É um tipo de incongruência,
crê-se, que melhor sugere a presença de indivíduos distintos no acto da criação
do que meras fases do pensamento duma só pessoa, registando a sua evolução
intelectual. Seria uma prática usual naqueles tempos, é certo: escrever a
várias mãos sob um nome em comum. E não necessariamente mãos contemporâneas. Por
vezes, seria quase como se novas gerações se encarregassem de levar avante um
certo legado duma personagem imaginada por outros.
O trabalho poético de Wang surge
usualmente coligado ao dos anteriores poetas, em antologias que recuperam a
poesia escrita naquele icónico lugar, a “montanha fria”, sendo assim
considerado um seu digno sucessor. E esse facto oferece-nos pistas fiáveis.
Importa compreender que esse lugar
de retiro recebeu por vários anos eremitas de toda a espécie e de diversas
raízes religiosas, sendo as principais o Budismo e o Taoísmo. Muitas figuras,
que foram permanecendo anónimas, subiam a montanha e erguiam as suas cabanas
toscas nos lugares mais remotos, tudo por amor a um estilo de vida mais simples
e muito, muito modesto — diriam, no fundo, “mais puro”. Outros, seriam monges
que se confinavam nos templos aí existentes.
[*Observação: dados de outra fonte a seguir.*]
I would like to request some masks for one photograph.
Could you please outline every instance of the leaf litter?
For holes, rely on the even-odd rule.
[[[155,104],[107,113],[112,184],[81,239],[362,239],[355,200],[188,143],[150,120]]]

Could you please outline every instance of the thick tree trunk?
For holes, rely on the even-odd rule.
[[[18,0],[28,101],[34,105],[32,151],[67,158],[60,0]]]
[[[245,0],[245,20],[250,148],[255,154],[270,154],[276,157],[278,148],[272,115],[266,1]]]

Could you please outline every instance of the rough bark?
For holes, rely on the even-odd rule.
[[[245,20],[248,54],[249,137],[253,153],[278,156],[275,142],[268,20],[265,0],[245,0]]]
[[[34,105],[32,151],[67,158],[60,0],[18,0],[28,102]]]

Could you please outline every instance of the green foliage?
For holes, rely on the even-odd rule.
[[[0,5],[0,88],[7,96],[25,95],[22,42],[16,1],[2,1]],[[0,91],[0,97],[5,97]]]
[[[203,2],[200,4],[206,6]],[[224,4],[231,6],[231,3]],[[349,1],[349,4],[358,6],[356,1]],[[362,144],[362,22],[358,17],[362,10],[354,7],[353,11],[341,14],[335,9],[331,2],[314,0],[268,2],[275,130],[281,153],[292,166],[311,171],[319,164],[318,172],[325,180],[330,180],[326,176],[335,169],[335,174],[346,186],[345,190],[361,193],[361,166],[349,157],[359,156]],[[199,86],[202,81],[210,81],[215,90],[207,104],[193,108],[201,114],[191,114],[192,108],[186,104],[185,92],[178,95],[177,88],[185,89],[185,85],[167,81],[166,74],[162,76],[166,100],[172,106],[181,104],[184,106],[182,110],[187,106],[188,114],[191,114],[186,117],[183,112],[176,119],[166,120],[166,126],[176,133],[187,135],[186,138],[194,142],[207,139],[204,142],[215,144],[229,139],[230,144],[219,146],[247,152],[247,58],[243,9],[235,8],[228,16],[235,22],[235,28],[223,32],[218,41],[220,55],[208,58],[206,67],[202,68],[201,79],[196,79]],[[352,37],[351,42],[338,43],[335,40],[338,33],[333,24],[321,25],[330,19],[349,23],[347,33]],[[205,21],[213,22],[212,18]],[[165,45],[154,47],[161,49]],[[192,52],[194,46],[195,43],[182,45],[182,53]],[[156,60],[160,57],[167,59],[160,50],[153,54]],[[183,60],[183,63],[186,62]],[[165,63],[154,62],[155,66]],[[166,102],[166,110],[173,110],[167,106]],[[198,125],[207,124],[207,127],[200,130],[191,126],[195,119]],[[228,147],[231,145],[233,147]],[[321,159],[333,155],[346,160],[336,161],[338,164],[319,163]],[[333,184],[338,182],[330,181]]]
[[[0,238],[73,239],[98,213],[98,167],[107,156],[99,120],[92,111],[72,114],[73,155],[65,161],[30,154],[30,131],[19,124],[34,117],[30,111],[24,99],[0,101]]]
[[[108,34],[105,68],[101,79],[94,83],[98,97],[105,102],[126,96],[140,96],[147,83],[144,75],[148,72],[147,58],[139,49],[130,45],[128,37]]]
Nos seus eremitérios, longe das azáfamas
mundanas, em plena comunhão com a natureza, era comum a escrita de poemas, em
muitas ocasiões como simples desabafos do momento, registando-os em diversos
locais que a própria zona oferecia, alguns tão inusitados quanto uma rocha ou um
tronco de árvore. Era, pois, difícil atribuir uma autoria a tais trabalhos,
quase todos compostos em anonimato e, literalmente, espalhados por toda a parte.
Mas certos nomes foram ficando nas mentes da época, e as bocas falavam deles.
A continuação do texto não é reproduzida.